Abschließend: Welches ist dein Lieblings-Tiefseetier?

Ganz klar: die Muschelkrebse.

Warum?

Weil die einerseits sehr verbreitet sind, die allermeisten Menschen sie aber nicht kennen. Muschelkrebse sind an ihre Umgebung in einem Maße angepasst, das wirklich erstaunlich ist. Bei der Fortpflanzung wird das besonders deutlich: Die Männchen legen für die Weibchen eine Spur aus leuchtenden Tröpfchen ins Wasser, diesem Weg folgen die Weibchen in der Wassersäule und geben ihre Eier ins Wasser ab, woraufhin die Männchen ihre Spermien wieder genau in diese Leuchtspur platzieren. Das Ganze passiert synchron und zwar bei Millionen von Muschelkrebsen. Wenn man also im richtigen Augenblick einen Nachttauchgang macht, erlebt man ein wahrhaftes Feuerwerk an neonblauer Biolumineszenz – ein fantastisches Spektakel.
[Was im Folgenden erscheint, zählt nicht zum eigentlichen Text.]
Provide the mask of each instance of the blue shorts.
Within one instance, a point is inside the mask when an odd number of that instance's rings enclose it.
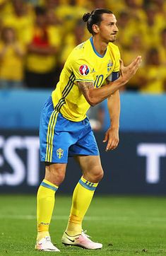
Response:
[[[69,156],[98,156],[98,147],[88,119],[72,122],[56,111],[49,97],[40,124],[41,161],[67,163]]]

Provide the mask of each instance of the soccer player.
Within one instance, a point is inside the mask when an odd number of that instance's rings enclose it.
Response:
[[[40,138],[41,161],[45,177],[37,192],[36,249],[55,251],[49,226],[54,205],[54,194],[63,182],[69,156],[78,161],[83,176],[73,191],[68,225],[61,242],[86,249],[102,245],[92,241],[82,229],[83,217],[95,190],[103,176],[99,151],[86,112],[90,106],[108,99],[111,127],[104,141],[106,151],[119,143],[120,102],[119,89],[134,75],[141,62],[138,56],[127,66],[120,59],[116,40],[117,20],[107,9],[85,13],[83,19],[92,37],[78,45],[69,56],[56,89],[46,102],[41,115]],[[102,86],[105,80],[107,84]]]

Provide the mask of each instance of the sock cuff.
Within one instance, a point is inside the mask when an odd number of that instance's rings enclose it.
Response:
[[[79,180],[79,183],[81,185],[81,186],[84,187],[87,190],[95,191],[98,183],[93,183],[90,182],[88,180],[86,180],[84,179],[84,178],[82,176],[81,178]]]
[[[58,190],[58,186],[57,186],[56,185],[50,182],[49,181],[44,179],[42,182],[42,183],[40,184],[41,186],[47,187],[47,188],[49,188],[50,190],[52,190],[54,191],[57,191]]]

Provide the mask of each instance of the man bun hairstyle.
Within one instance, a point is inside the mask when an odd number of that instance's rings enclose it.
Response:
[[[84,22],[87,22],[88,21],[89,17],[90,16],[90,13],[84,13],[83,16],[83,20]]]
[[[93,30],[93,25],[94,24],[100,25],[101,21],[102,21],[102,15],[103,13],[113,14],[112,11],[108,9],[99,8],[93,10],[91,13],[87,13],[83,15],[83,20],[84,22],[87,23],[87,28],[90,34],[95,34],[95,32]]]

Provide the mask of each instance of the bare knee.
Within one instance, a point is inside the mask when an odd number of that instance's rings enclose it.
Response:
[[[66,165],[66,164],[60,163],[46,165],[45,178],[57,186],[59,186],[65,178]]]

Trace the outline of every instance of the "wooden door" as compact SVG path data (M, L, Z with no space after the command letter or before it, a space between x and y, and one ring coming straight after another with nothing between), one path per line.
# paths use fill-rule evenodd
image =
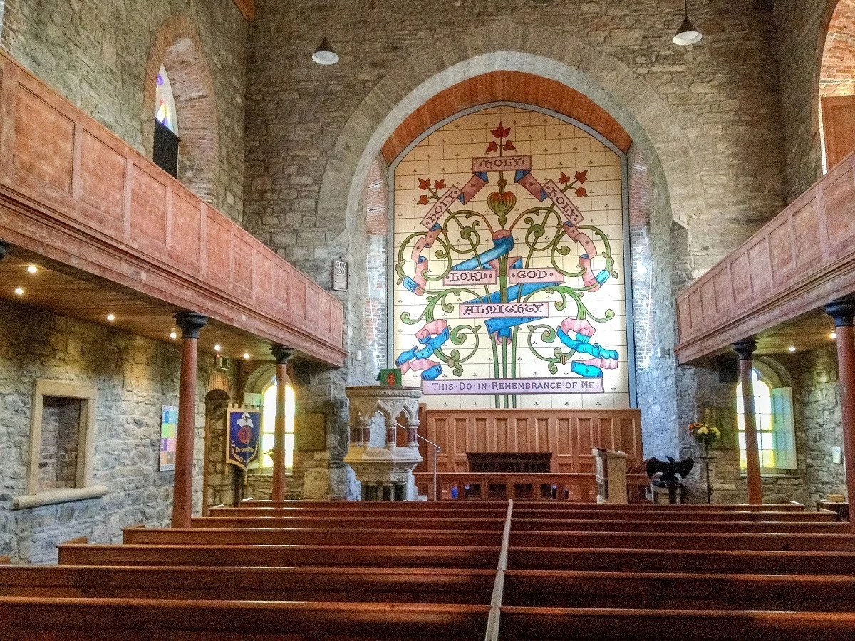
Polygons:
M855 96L826 96L823 106L823 132L828 168L855 150Z

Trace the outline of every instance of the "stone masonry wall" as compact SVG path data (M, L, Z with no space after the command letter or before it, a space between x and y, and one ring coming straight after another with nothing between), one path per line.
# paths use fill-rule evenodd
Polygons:
M823 175L819 75L828 25L836 4L837 0L775 3L787 202Z
M330 8L330 40L341 55L332 67L310 59L322 35L312 3L261 0L257 9L249 38L244 224L325 286L332 258L349 256L351 274L354 264L366 261L366 248L356 242L363 238L362 221L345 221L343 211L317 210L327 160L351 115L437 34L477 38L480 28L498 21L508 25L509 39L517 24L536 25L532 32L539 40L584 38L592 58L612 56L643 78L686 134L706 206L689 221L688 230L672 229L669 198L676 194L669 195L662 174L654 173L652 344L665 353L673 348L673 297L687 279L782 209L776 50L769 44L771 16L765 3L696 3L693 19L706 38L679 48L670 38L682 7L669 0L342 0ZM647 160L656 166L655 159ZM334 175L335 168L331 171ZM348 192L351 185L331 188ZM366 299L366 291L353 289L345 302L351 354L366 350L364 324L353 318L362 315ZM359 379L348 368L319 376L312 403L339 403L344 385ZM676 452L676 426L683 416L675 398L693 403L696 385L691 372L676 369L672 356L656 356L640 371L640 403L652 435L645 437L646 452ZM694 405L681 411L693 414ZM346 432L338 434L346 444Z
M216 98L217 185L199 195L239 221L247 25L234 3L6 0L0 47L144 154L144 132L154 119L153 109L143 109L146 62L161 26L176 15L198 32Z
M203 330L203 332L204 330ZM200 355L193 513L200 514L204 395L213 357ZM159 472L161 407L178 402L177 344L0 303L0 555L53 562L56 544L79 536L118 543L134 523L168 524L172 472ZM93 483L102 498L13 511L27 493L33 381L54 379L98 389Z

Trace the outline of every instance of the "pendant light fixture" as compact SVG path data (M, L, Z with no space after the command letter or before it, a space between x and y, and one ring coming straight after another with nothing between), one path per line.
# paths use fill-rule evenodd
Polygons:
M689 0L684 0L684 8L686 12L684 14L683 21L680 25L680 28L677 29L676 34L674 36L673 42L675 44L679 44L685 47L687 44L695 44L701 41L704 38L701 32L695 28L695 26L692 24L692 21L689 20Z
M334 65L339 62L339 54L333 50L333 46L329 44L329 38L327 38L327 0L323 3L323 40L318 45L318 48L315 50L315 53L312 54L312 60L317 62L319 65Z

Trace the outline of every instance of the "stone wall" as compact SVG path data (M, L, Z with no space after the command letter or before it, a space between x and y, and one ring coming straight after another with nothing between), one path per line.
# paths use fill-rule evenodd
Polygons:
M194 514L201 510L204 395L213 366L201 355ZM124 526L168 524L174 473L158 471L161 408L177 404L180 367L177 344L0 303L0 555L51 562L56 544L74 537L117 543ZM98 389L93 483L109 493L13 511L12 498L27 494L30 411L40 378Z
M162 26L176 16L198 32L216 100L215 185L198 195L239 221L247 24L234 3L151 0L144 8L135 0L6 0L0 46L144 154L154 120L153 107L144 109L146 64ZM178 114L180 127L181 117Z
M787 202L823 175L819 74L828 25L836 4L837 0L775 3Z

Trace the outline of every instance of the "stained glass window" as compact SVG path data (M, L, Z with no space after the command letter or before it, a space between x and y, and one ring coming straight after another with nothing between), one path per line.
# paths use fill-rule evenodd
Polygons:
M273 450L273 432L276 421L276 379L263 392L262 411L262 468L273 468L268 452ZM285 468L290 473L294 466L294 389L285 388Z
M622 162L503 105L393 164L392 361L428 408L630 406Z
M155 94L155 118L163 123L167 129L178 135L178 121L175 117L175 98L172 95L172 85L166 68L161 65L157 72L157 91Z
M773 388L767 380L761 378L757 369L752 370L752 379L760 467L794 469L796 453L792 391L788 387ZM736 412L740 466L742 469L746 469L748 463L746 455L745 406L742 403L741 383L736 386Z

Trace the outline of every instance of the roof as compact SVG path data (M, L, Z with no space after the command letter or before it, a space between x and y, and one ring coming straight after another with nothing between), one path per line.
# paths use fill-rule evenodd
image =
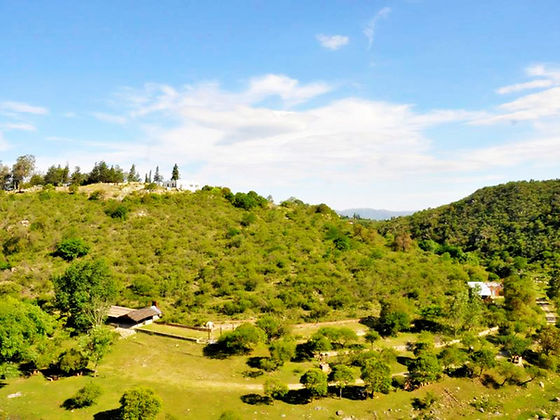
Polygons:
M488 285L482 281L469 281L468 285L471 289L478 288L479 296L492 296L492 291Z
M161 311L157 306L148 306L147 308L136 309L125 314L126 318L130 318L134 322L140 322L156 315L161 315Z
M134 309L113 305L109 308L109 313L107 314L107 316L109 316L109 318L120 318L121 316L124 316L132 311L134 311Z

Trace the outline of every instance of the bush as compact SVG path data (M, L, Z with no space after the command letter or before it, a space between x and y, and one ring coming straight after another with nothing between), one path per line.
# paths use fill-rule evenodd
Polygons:
M54 255L66 261L72 261L74 258L83 257L89 252L89 246L79 238L66 239L56 246Z
M122 204L119 204L117 206L111 206L111 207L105 209L105 214L107 216L111 216L111 218L113 218L113 219L126 220L126 216L128 214L128 209L125 206L123 206Z
M149 388L134 388L126 391L120 399L122 420L155 419L161 410L161 399Z
M99 387L99 385L90 382L83 388L80 388L73 397L64 401L63 406L69 410L89 407L95 404L95 400L97 400L100 395L101 388Z

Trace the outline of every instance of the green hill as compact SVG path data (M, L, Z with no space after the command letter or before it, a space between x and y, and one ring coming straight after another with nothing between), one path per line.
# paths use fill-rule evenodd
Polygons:
M380 229L408 231L425 249L434 248L430 243L434 241L452 253L473 252L502 277L511 264L525 261L554 267L560 264L560 180L482 188L455 203L389 221Z
M414 244L395 251L391 235L325 205L245 205L246 195L220 188L126 188L0 194L0 294L48 301L52 276L70 264L53 251L75 238L90 248L82 259L111 267L116 303L157 300L168 319L189 322L263 312L294 320L371 315L389 297L418 309L486 277Z

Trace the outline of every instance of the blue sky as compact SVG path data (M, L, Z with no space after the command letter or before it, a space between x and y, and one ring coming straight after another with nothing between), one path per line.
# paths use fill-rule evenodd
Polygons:
M560 2L0 0L0 160L334 208L558 178Z

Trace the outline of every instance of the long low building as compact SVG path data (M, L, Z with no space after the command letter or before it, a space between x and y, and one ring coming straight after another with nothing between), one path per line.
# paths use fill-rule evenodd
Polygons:
M157 307L156 302L152 302L151 306L140 309L113 305L109 308L109 312L107 313L107 321L110 324L116 324L120 327L134 328L151 324L161 318L162 315L163 313Z

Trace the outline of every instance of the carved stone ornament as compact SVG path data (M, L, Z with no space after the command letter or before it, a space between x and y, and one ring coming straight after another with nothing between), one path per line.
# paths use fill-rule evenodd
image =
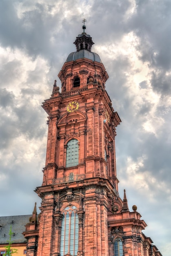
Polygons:
M68 192L66 196L66 198L67 200L69 203L70 203L72 201L74 197L74 196L73 193L72 192Z

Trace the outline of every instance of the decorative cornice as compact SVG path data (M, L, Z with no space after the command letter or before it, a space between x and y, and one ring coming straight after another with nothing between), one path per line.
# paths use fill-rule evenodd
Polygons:
M80 70L79 73L80 75L82 74L87 75L89 73L89 71L87 71L87 70Z

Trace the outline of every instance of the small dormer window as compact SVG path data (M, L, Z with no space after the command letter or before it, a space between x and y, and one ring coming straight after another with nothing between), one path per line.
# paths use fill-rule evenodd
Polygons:
M74 87L76 87L76 86L80 86L80 79L78 76L77 76L73 80L73 86Z

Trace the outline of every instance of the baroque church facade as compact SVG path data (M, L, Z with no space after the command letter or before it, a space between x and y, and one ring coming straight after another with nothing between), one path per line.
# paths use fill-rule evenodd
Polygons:
M74 43L49 99L46 164L42 185L23 232L27 256L161 256L125 191L120 197L116 127L121 122L105 90L108 75L91 52L90 35Z

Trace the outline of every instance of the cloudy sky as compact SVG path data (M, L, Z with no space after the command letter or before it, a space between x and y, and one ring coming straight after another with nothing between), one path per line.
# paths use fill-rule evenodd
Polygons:
M169 256L171 166L170 0L0 0L0 216L31 213L45 164L51 94L82 20L109 78L122 121L116 138L125 189L163 256Z

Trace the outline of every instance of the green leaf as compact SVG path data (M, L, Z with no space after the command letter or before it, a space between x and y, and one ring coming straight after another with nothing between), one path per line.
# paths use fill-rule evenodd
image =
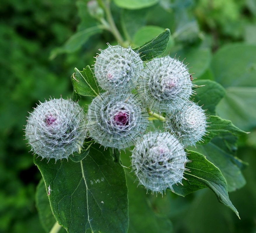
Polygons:
M164 31L156 37L142 45L134 48L133 50L139 53L143 61L150 60L164 52L168 45L170 36L170 30L166 29Z
M75 68L71 81L76 91L79 95L97 96L99 93L96 80L89 66L84 68L83 71Z
M152 37L157 36L164 31L164 29L158 26L147 25L140 28L136 31L133 37L133 44L138 46L142 45L151 39ZM171 37L170 37L169 43L173 43Z
M216 107L218 115L244 130L256 127L256 87L230 87L226 91Z
M186 164L189 171L184 172L187 179L182 181L183 185L174 185L174 193L185 197L194 191L208 187L215 193L219 202L229 207L239 218L238 212L229 197L227 181L220 171L205 156L198 152L188 151L188 158L191 161Z
M203 109L207 109L208 114L215 115L216 106L225 95L224 88L218 83L208 80L197 80L195 84L203 86L196 89L196 94L193 97L194 102L198 102Z
M256 87L256 45L235 44L223 46L213 56L215 80L225 87Z
M73 155L69 156L69 158L73 162L78 163L83 160L89 153L90 149L87 150L84 150L80 153L78 152L74 152Z
M121 8L136 10L148 7L156 4L159 0L114 0L118 6Z
M54 160L34 162L50 189L53 214L69 233L126 232L127 189L124 169L113 161L109 149L91 146L80 163Z
M54 50L51 53L50 59L54 59L60 54L71 53L78 50L91 36L100 33L102 31L102 29L98 26L96 26L77 32L72 36L62 47Z
M220 170L227 184L227 190L233 191L243 186L245 180L241 169L245 163L234 157L237 138L231 134L220 135L206 145L193 148L207 156L208 160Z
M222 133L230 133L236 136L247 133L235 126L230 121L222 119L217 116L209 116L207 121L211 123L207 129L208 135L204 137L204 142L201 144L208 143L214 137Z
M49 199L47 195L48 190L42 179L40 180L36 193L36 203L41 224L46 232L49 232L56 223L52 215ZM66 230L62 227L59 233L64 233Z

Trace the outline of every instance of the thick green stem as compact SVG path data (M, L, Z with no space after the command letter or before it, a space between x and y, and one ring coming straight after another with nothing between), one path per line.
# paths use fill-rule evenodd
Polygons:
M62 227L56 222L49 233L58 233Z
M152 116L158 120L159 120L163 122L165 122L166 121L165 118L162 116L161 116L157 113L156 113L155 112L152 112L149 109L148 109L148 115L150 116Z

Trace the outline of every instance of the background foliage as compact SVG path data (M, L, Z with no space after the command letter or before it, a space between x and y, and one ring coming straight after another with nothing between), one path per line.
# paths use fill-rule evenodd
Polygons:
M70 77L74 67L83 70L93 63L93 57L99 49L106 47L106 42L117 43L112 34L97 28L97 21L87 10L87 1L1 1L1 232L45 232L35 202L41 176L22 140L22 126L26 124L27 112L38 100L43 101L50 96L71 96ZM150 0L141 1L146 3L142 6L131 0L113 1L111 9L118 27L134 47L170 29L166 53L177 54L180 60L186 57L199 84L205 79L220 84L224 94L214 110L216 113L251 132L240 137L238 145L229 141L228 135L223 135L225 140L221 140L229 142L229 152L237 156L230 163L241 160L249 164L237 164L244 168L239 175L240 186L235 184L229 190L241 220L219 204L209 190L185 197L167 191L163 198L157 197L136 188L134 178L127 174L129 232L255 232L256 3ZM127 4L122 5L124 2ZM88 98L80 104L85 105L91 99ZM220 141L211 142L208 151L215 143ZM127 154L122 158L125 165L129 163ZM223 165L221 161L220 164ZM152 215L153 220L149 217Z

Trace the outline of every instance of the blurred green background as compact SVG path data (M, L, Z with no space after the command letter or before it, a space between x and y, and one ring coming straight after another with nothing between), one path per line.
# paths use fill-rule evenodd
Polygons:
M65 44L74 33L97 25L88 1L1 1L0 233L45 232L35 202L41 175L23 140L27 112L45 98L70 97L74 68L92 64L98 49L107 42L117 43L103 31ZM166 232L256 232L256 1L156 0L136 10L121 8L120 1L114 1L114 18L131 44L139 45L169 28L166 53L186 57L198 80L220 83L227 94L217 114L251 132L234 149L249 164L243 171L246 184L229 193L241 220L206 189L185 198L170 192L162 198L148 195L152 211L159 219L170 220ZM136 218L143 222L143 215Z

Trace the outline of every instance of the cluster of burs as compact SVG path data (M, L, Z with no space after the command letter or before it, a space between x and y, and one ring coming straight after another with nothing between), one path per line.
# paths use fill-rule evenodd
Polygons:
M94 74L106 91L85 116L70 100L41 103L26 126L32 150L48 159L67 158L86 137L105 147L134 146L131 166L139 183L153 193L173 191L189 161L185 148L202 140L207 127L204 110L190 100L194 85L186 65L169 56L143 62L131 48L119 45L100 51ZM152 131L149 115L165 129Z

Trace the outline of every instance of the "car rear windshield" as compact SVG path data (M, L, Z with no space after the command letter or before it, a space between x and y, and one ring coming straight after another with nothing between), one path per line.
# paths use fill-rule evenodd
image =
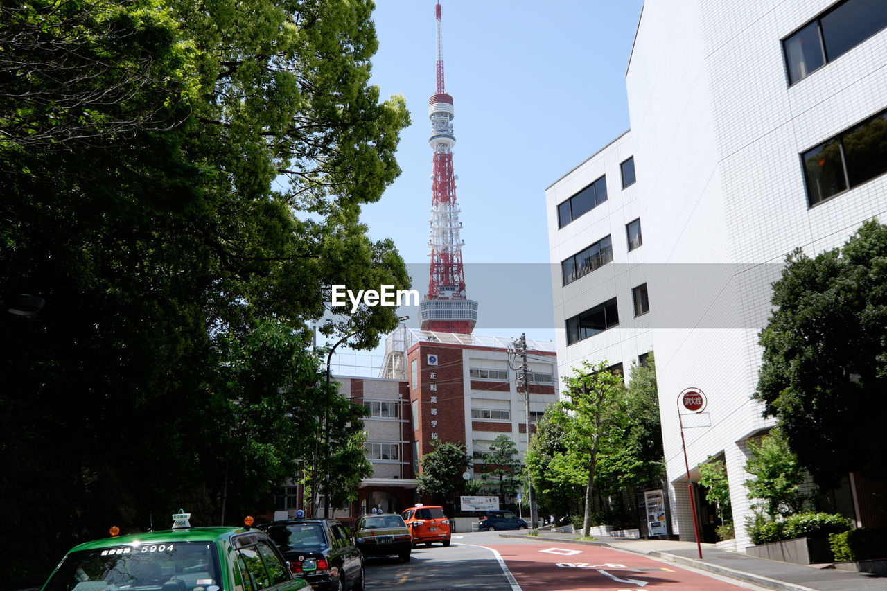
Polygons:
M406 527L406 524L399 515L387 515L381 517L367 517L361 525L365 530L374 530L381 527Z
M151 542L72 552L43 591L168 589L220 587L216 544Z
M326 548L326 536L321 524L271 525L268 528L268 535L281 552L313 552Z
M416 519L443 519L444 509L440 507L423 507L416 509Z

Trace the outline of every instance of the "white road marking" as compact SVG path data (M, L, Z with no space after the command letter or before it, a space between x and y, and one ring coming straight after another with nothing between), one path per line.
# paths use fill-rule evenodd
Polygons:
M602 575L609 577L617 583L634 583L638 587L644 587L645 585L647 585L648 582L649 582L646 580L638 580L637 579L619 579L618 577L615 577L610 573L607 572L607 571L601 571L600 569L597 569L597 571Z
M474 546L475 548L483 548L484 550L490 550L496 556L496 560L498 562L499 566L502 568L502 572L505 574L505 578L508 580L508 584L511 585L511 591L523 591L521 586L517 584L517 579L514 579L514 575L511 573L508 567L505 565L505 560L502 558L496 548L490 548L488 546L478 546L477 544L457 544L457 546Z
M562 548L550 548L547 550L539 550L539 552L547 552L548 554L556 554L561 556L572 556L573 555L582 554L582 550L566 550Z

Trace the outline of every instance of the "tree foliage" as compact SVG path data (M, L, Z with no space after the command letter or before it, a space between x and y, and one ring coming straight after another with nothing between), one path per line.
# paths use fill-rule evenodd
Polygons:
M536 422L536 432L530 439L525 456L526 470L530 472L539 505L557 515L574 511L576 500L582 497L587 483L586 470L575 466L569 454L567 437L570 417L562 404L546 408L545 414Z
M773 284L755 398L820 485L887 474L887 227L866 222L842 248L796 251Z
M721 510L730 506L730 483L726 477L726 466L721 460L712 460L696 466L699 484L708 489L705 500L717 504Z
M749 498L763 501L759 508L771 520L804 511L810 500L810 495L801 492L807 473L781 431L771 430L759 444L750 441L749 452L745 470L753 477L745 481Z
M514 497L520 488L521 461L517 459L517 447L506 434L496 437L490 444L490 453L483 456L483 471L481 479L488 489L495 491L502 502Z
M600 364L586 364L585 367L589 373L600 368ZM574 378L578 373L574 370ZM616 374L598 386L611 390L608 393L610 398L604 401L609 406L605 404L601 413L602 426L598 432L604 437L599 437L595 454L593 494L600 500L633 496L635 490L657 482L664 473L652 353L648 366L632 365L631 380L625 389L621 385L621 374ZM584 387L581 381L568 383ZM584 410L577 413L570 403L549 406L537 423L527 452L527 469L539 500L558 515L585 511L584 506L575 503L584 489L587 493L591 476L593 441L589 423L593 421L593 409L589 405ZM618 516L633 519L633 509L624 509L626 515Z
M396 326L329 304L333 284L409 287L359 222L409 122L368 83L372 7L0 10L0 299L46 302L0 319L0 501L34 532L0 547L10 560L49 568L109 521L183 506L195 524L267 509L329 395L308 322L357 347ZM334 465L359 464L356 445Z
M422 456L417 489L420 494L451 502L453 493L463 490L462 474L471 466L472 458L465 444L434 439L431 445L434 449Z
M574 368L573 375L564 379L566 408L574 420L570 422L568 449L581 458L587 468L585 518L582 535L588 536L592 525L594 477L598 453L609 452L616 456L612 436L621 433L627 425L626 404L622 374L607 369L606 360L593 365L583 362ZM569 462L575 469L579 464Z

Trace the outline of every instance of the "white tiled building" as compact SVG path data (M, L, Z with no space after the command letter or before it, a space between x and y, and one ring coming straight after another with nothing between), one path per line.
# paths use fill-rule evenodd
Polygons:
M708 396L696 417L706 426L686 431L689 463L723 454L738 547L748 546L746 442L772 425L750 399L770 284L795 248L813 255L866 219L887 220L887 154L855 153L852 141L885 115L885 25L883 2L648 2L626 75L632 130L546 191L559 374L583 359L627 370L655 351L682 539L693 527L679 393ZM623 188L630 157L637 182ZM603 175L607 200L585 211L579 192ZM564 211L570 200L578 216ZM638 218L642 246L629 250ZM612 261L567 283L565 262L608 235ZM641 285L649 312L636 315ZM617 318L612 305L601 315L614 297Z

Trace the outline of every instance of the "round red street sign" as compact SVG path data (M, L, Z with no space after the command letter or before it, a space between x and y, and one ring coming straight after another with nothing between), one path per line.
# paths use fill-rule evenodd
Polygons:
M705 404L703 393L695 390L686 392L680 401L684 405L684 408L691 412L699 410Z

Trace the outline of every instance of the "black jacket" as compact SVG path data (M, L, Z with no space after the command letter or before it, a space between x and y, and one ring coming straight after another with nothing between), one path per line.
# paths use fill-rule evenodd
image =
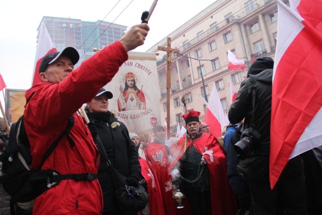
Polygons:
M100 137L112 165L119 173L127 176L129 181L137 183L141 176L141 167L125 125L109 111L88 113L88 116L90 121L95 122L95 132ZM103 211L117 209L113 182L106 161L102 156L98 175L104 197Z
M254 128L261 136L255 151L250 154L268 155L269 154L273 69L264 70L256 75L255 77ZM251 80L249 78L242 83L237 97L228 112L228 117L232 124L240 122L245 117L244 128L250 127L251 124L253 94L251 88Z

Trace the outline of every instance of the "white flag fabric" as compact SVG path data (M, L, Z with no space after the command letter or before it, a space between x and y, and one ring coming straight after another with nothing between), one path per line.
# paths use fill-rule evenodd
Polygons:
M121 66L104 88L113 97L109 109L117 113L119 120L129 131L150 133L160 119L160 95L155 53L129 52L129 59Z
M37 49L36 50L36 57L35 57L32 86L41 82L39 70L39 66L44 57L47 54L56 51L57 49L54 45L46 26L44 23L42 23L40 24L38 41L37 44Z
M209 126L209 132L217 139L220 137L221 131L226 122L216 85L214 85L210 95L204 122Z
M289 159L322 145L322 1L280 0L273 73L270 181Z
M228 49L228 68L231 70L237 70L239 68L245 68L245 62L244 60L237 57L233 53Z

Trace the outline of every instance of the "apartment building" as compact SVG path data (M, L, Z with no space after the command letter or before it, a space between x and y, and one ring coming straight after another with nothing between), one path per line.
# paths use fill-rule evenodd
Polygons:
M43 17L43 22L58 51L66 46L75 47L79 53L79 60L76 66L96 52L93 48L101 49L118 40L127 26L101 20L82 21L78 19ZM37 38L38 38L37 36Z
M179 54L173 53L171 67L170 126L174 129L177 122L183 121L186 111L199 111L201 118L204 116L205 100L209 100L214 86L227 111L231 104L229 79L237 92L254 60L264 56L274 59L277 20L273 0L217 0L149 49L147 51L159 53L157 69L162 121L167 120L167 57L158 46L166 47L167 38L171 38L172 48L180 51ZM244 70L228 69L228 49L245 60Z

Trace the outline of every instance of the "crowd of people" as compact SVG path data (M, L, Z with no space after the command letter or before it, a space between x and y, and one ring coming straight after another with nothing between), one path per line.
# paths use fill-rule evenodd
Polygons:
M217 138L212 134L211 127L200 121L200 112L196 110L183 115L187 133L178 139L167 139L165 128L159 124L153 127L153 139L139 136L109 110L109 100L113 95L102 87L128 59L127 52L144 43L148 30L145 23L133 26L119 41L75 69L79 55L72 47L43 59L39 68L42 82L26 93L24 123L33 157L32 169L38 168L50 144L72 115L74 123L68 136L62 138L42 169L63 174L90 174L94 178L62 180L36 199L32 213L123 214L116 203L107 161L99 156L95 145L98 138L111 165L126 177L129 185L145 181L148 202L133 214L320 213L321 180L316 180L322 178L320 149L303 159L298 156L290 160L275 187L270 187L272 58L259 58L252 64L229 110L231 124ZM128 88L120 88L124 98L119 111L144 109L143 93L128 104L126 91L135 82L128 82L131 74L127 75ZM87 124L85 116L77 113L84 103ZM0 131L6 133L1 121L0 124ZM247 140L252 142L250 145ZM241 151L236 150L237 144ZM311 164L318 170L310 169ZM318 175L314 177L315 174ZM179 191L184 194L183 208L177 207L173 198Z

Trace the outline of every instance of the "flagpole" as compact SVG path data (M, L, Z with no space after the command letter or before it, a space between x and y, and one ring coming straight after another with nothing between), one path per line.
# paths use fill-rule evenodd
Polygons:
M5 123L6 123L6 126L7 127L7 129L8 131L8 133L10 131L10 126L9 126L9 123L8 123L8 121L7 120L7 117L6 117L6 114L5 114L5 111L4 111L4 108L2 107L2 104L1 103L1 101L0 101L0 108L1 109L1 112L2 113L2 115L4 117L4 119L5 120Z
2019 wurde ein Foto, das du von einem Schweinswal gemacht hast, auf einer Briefmarke abgedruckt. Wann sehen wir die ersten Muschelkrebse auf einem Postzeichen?

Ich glaube, bis es soweit ist, muss die Welt ihre Augen noch weiter öffnen. Es gibt so viele Lebewesen, mit denen wir den Planeten zwar teilen, die wir aber noch nicht kennen. Und die Ozeane spielen eine zentrale Rolle, auch für unser Leben – schließlich stammt jeder zweite Atemzug Sauerstoff, den wir nehmen, aus dem Meer.

Über Solvin Zankl

Solvin Zankl, Jahrgang 1971, ist studierter Meeresbiologe und seit 1998 hauptberuflich als Naturfotograf tätig. Er ist auf Wildtiergeschichten aus verschiedenen Umgebungen spezialisiert, darunter Küsten und Tiefsee, Wüsten, Wälder und Süßwasserlebensräume. In seinen Fotoreportagen lässt er seinen wissenschaftlichen Hintergrund ebenso einfließen wie seinen Sinn für Ästhetik. Er ist für seine innovativen Bilder vielfach ausgezeichnet worden –unter anderem mit dem deutschen Preis für Wissenschaftsfotografie, dem Fritz Pölking-Award der Gesellschaft Deutscher Tierfotografen sowie mehrfach bei der Wildlife Photographer of the Year Competition in London. Seine Fotografien erscheinen regelmäßig in international führenden Magazinen, wie GEO, Stern, National Geographic, Natural History Magazine und BBC Wildlife.